We girdle this country with petrol and dynamite . . .
And?
[Translated from the Arabic by Kevin Michael Smith]
[1] I thank Noha Radwan for her various clarifications and suggestions when translating this poem.
[2] A dishdasha is a traditional ankle-length robe worn in Iraq and many of the Arab Gulf countries.
[3] Ghouta is a collection of farms in Rif Dimashq, close to the eastern part of Damascus, Syria. Tragically, it was the site of both a French colonial massacre in the interwar period and the infamous recent chemical attacks by Syrian regime forces in 2013, killing hundreds.
[4] The first two letters of the Arabic alphabet, “alif” and “baa,” combine to make the Arabic word for father, aab. Similarly, “alif” with the Arabic letter “m,” meem, make mother, or um. Youssef here characteristically disassociates letters otherwise connected in Arabic script, producing unexpected meanings from seemingly random alphabetic juxtapositions, such as the “mother” and “father” in bed together in the next line, or the following, slightly annoyed inquisitive expression “mmmh?”
[5] The Arabic letters for “m” and “n” together make the interrogative pronoun “who?” (man?).
[6] In Arabic, al-Sham refers to the region of Greater Syria, which, following the cartographic redrawing of former Ottoman Empire territorial boundaries under British and French colonial rule in the early to mid 20th century, and the subsequent national “independence” of these territories after WWII, now includes the countries of Syria and Lebanon as well as parts of northern Jordan.
[7] Jabal Bisan is a mountain peak in the southwest of Syria, directly north of Amman, Jordan.
[8] Sinjar is a town in the Nineveh province of northwestern Iraq, with a majority Yazidi population, and neighboring Syrian Kurdistan. Bani Saaf is a coastal town in northwestern Algeria.
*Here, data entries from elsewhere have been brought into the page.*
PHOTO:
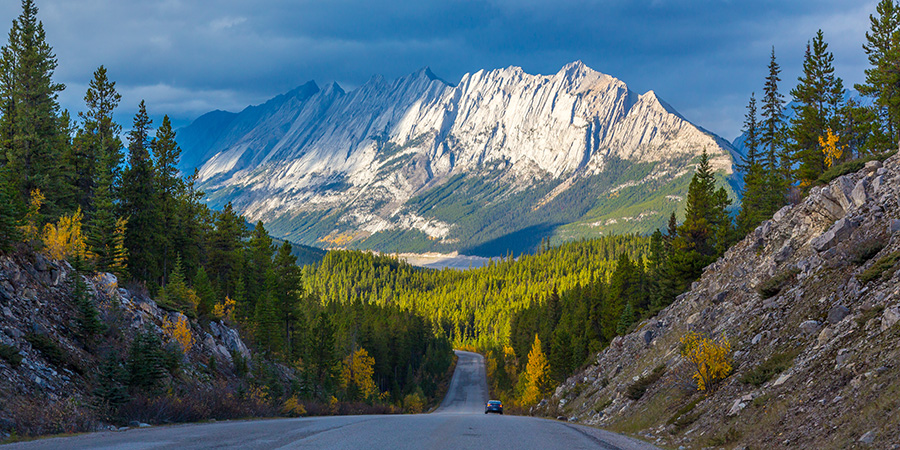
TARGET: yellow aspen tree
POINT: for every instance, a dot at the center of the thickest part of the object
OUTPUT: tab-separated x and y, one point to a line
830	148
31	229
537	374
710	360
64	239
180	330
120	253
357	374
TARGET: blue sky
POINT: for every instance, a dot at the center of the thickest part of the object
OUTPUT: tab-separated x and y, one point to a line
187	57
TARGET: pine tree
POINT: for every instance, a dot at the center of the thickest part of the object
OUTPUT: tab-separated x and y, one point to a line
772	142
88	319
205	292
31	124
226	242
139	203
288	294
169	187
882	48
818	98
537	375
110	391
10	213
322	360
753	200
561	354
145	366
259	261
97	146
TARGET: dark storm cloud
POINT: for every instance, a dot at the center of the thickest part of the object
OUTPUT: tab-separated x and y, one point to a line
188	57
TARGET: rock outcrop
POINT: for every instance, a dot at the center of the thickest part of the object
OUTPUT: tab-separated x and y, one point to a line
48	365
814	365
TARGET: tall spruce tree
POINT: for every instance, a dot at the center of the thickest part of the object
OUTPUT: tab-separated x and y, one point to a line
818	98
882	48
97	145
753	200
771	140
140	203
31	124
288	294
169	187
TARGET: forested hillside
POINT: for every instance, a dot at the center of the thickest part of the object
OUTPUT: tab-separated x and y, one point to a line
73	191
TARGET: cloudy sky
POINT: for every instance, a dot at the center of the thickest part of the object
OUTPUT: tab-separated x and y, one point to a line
187	57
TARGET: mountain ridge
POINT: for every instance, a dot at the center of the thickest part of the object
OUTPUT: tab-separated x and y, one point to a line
326	167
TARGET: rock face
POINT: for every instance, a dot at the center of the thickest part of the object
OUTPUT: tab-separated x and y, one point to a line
835	328
38	315
373	153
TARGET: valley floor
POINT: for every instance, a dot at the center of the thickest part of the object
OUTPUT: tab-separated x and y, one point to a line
458	424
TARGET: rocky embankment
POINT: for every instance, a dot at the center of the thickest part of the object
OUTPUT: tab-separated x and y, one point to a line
810	302
50	372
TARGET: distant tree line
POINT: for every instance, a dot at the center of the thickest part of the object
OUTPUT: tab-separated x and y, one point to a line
71	187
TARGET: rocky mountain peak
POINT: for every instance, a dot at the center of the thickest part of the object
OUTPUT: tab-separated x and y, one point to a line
387	143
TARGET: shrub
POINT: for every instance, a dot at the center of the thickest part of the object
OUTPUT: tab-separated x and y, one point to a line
850	166
11	355
883	268
775	364
867	251
685	416
774	285
639	387
180	330
48	348
414	403
292	407
36	418
710	360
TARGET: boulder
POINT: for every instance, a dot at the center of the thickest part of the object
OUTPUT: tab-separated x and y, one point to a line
873	166
648	337
895	226
890	317
868	438
837	314
781	213
811	326
720	297
859	194
841	190
841	230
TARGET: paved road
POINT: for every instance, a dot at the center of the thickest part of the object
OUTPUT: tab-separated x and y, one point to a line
459	423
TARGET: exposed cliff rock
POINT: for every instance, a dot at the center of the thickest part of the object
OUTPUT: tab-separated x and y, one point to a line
50	372
810	301
328	167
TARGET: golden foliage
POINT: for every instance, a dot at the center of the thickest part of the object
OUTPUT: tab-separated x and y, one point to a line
120	253
292	407
180	330
64	239
537	375
357	372
224	310
414	403
830	148
710	359
31	228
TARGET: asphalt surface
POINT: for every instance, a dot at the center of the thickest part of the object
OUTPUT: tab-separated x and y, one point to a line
459	423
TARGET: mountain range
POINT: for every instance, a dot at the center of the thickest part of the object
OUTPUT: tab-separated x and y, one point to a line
493	164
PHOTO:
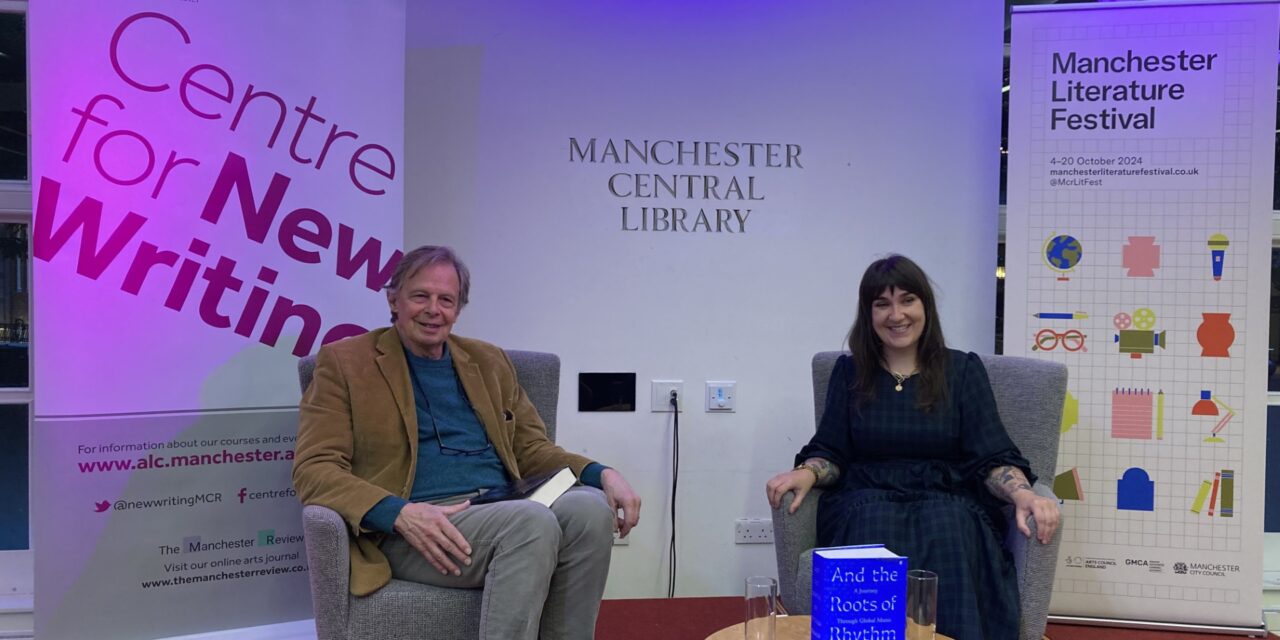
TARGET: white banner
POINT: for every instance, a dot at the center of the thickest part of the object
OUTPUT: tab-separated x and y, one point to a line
218	190
1138	252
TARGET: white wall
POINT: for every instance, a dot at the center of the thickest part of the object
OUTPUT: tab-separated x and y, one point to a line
896	109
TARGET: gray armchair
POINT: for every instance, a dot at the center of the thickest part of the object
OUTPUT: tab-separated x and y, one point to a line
403	609
1029	394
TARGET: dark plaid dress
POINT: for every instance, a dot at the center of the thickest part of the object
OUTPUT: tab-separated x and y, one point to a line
914	481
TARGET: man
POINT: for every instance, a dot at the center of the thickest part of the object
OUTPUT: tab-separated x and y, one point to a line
402	425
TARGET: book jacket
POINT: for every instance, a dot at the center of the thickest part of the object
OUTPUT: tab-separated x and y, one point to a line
859	593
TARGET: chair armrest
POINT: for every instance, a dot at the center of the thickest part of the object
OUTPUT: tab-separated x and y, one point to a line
792	535
329	563
1036	565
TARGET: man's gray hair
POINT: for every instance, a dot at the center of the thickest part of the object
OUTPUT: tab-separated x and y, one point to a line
429	255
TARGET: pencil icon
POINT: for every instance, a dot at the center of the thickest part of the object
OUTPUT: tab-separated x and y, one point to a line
1059	315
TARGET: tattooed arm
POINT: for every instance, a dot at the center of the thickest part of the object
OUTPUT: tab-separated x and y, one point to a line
1008	483
1004	481
800	480
823	470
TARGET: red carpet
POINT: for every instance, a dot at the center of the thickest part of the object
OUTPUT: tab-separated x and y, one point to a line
695	618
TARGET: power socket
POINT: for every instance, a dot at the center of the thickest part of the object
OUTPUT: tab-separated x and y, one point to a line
753	531
661	396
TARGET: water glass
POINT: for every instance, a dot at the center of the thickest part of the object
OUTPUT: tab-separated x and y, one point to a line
922	604
762	608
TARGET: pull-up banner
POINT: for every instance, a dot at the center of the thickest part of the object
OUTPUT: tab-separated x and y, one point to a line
218	190
1138	252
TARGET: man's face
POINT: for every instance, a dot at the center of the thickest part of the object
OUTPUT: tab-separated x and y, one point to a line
426	306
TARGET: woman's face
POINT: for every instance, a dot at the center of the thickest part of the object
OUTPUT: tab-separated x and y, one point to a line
899	319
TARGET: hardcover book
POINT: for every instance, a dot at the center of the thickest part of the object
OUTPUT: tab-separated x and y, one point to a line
858	592
543	488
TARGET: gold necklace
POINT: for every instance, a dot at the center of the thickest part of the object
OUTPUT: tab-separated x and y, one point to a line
900	378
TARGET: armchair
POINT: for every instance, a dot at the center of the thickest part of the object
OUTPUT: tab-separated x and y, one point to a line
403	609
1029	394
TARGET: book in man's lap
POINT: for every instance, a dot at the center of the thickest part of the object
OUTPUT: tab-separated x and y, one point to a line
858	593
542	488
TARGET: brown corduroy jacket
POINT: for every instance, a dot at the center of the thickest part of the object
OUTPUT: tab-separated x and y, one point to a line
357	433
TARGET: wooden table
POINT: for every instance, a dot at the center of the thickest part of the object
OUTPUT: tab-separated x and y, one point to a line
789	627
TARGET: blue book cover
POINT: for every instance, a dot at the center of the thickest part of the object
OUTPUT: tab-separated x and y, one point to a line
859	593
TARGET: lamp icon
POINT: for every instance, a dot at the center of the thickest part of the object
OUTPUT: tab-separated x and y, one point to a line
1207	406
1217	245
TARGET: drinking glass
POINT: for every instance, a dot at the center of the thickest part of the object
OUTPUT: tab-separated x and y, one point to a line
922	604
762	608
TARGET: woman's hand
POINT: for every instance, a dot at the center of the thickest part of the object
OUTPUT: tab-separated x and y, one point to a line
798	480
1029	503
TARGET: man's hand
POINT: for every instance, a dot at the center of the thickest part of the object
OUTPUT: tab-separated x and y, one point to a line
799	480
1029	503
620	496
428	529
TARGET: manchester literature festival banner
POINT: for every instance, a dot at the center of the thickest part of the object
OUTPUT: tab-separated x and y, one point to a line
1138	252
218	190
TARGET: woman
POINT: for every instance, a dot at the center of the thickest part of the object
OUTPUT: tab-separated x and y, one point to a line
914	455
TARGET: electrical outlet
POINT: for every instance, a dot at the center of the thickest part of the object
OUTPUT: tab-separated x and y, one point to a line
753	531
661	402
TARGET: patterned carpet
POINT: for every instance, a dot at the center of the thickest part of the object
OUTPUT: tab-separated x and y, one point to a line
695	618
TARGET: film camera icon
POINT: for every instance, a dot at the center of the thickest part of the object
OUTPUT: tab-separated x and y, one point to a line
1141	338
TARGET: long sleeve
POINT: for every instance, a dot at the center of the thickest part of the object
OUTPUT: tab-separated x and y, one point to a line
832	440
983	440
323	462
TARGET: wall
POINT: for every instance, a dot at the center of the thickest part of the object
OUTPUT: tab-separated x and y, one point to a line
895	112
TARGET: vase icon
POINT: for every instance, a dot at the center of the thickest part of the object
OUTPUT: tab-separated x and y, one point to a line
1215	334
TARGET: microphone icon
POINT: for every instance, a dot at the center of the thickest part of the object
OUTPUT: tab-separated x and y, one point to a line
1217	245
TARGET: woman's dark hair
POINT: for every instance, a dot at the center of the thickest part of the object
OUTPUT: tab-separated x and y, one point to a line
931	352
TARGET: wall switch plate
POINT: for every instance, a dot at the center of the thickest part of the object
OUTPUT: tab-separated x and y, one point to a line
753	531
721	396
662	389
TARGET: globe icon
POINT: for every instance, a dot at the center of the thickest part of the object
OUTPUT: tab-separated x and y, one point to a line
1063	252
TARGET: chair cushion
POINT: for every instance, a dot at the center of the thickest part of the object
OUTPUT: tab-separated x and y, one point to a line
410	611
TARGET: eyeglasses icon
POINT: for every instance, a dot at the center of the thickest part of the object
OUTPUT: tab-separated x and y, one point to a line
1048	339
451	451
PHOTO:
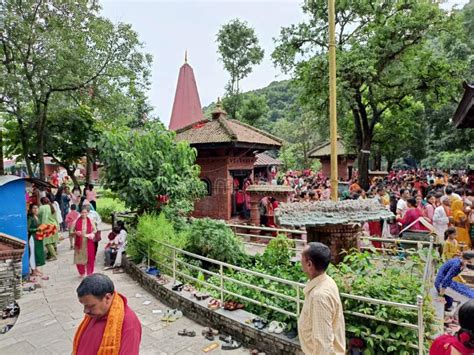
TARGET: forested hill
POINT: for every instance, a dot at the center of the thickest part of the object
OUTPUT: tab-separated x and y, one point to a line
270	103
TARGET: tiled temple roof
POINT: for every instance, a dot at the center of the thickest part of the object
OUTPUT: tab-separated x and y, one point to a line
330	213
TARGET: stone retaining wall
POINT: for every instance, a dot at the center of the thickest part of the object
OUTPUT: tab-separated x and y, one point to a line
232	323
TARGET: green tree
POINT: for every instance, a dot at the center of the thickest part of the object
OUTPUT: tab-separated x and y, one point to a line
56	47
300	137
239	51
70	133
401	134
143	164
383	56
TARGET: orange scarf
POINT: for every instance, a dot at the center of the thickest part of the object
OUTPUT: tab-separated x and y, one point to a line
111	339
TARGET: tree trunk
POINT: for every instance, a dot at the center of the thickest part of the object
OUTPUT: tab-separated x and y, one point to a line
70	173
2	168
40	156
88	166
363	159
377	162
389	164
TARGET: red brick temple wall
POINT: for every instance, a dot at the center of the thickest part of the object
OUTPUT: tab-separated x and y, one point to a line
216	171
342	166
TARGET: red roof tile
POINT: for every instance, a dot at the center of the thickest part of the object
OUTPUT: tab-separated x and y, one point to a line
223	130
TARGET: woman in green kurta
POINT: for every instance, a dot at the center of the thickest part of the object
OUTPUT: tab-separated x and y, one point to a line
38	246
47	216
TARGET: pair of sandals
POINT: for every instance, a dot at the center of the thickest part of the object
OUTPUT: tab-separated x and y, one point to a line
187	333
163	280
276	327
214	304
258	323
209	333
229	343
153	271
178	287
189	288
171	315
201	296
232	305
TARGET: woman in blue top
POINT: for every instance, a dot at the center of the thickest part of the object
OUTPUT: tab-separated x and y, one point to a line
444	279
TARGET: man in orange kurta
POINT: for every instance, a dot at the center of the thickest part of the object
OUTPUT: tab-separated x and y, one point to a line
109	326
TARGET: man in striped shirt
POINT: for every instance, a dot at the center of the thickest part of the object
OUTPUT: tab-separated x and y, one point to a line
321	325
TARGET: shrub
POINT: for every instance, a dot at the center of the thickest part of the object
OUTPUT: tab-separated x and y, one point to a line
213	239
106	206
359	274
150	230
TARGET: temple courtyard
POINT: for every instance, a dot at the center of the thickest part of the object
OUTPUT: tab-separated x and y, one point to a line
49	315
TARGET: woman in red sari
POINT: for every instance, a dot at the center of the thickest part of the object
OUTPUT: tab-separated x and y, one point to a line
462	343
84	248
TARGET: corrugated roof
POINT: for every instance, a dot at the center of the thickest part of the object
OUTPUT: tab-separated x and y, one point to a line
330	213
5	179
263	159
324	149
269	188
223	130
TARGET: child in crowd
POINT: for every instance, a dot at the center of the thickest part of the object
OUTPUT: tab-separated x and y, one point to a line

[9] A reference to al-sirah al-hilaliyya, or the al-Hilali epic, a long poem recited beginning in the 14th century.
[10] Reference unknown.
[11] The mawwal (pl., singular mawaliyya) is a classical Arabic poetic form stemming from the 6th century CE. In its earliest usage, it featured four monorhyme lines in the basit meter. It is one of the most commonly used and therefore traditionally entrenched of the classical poetic forms.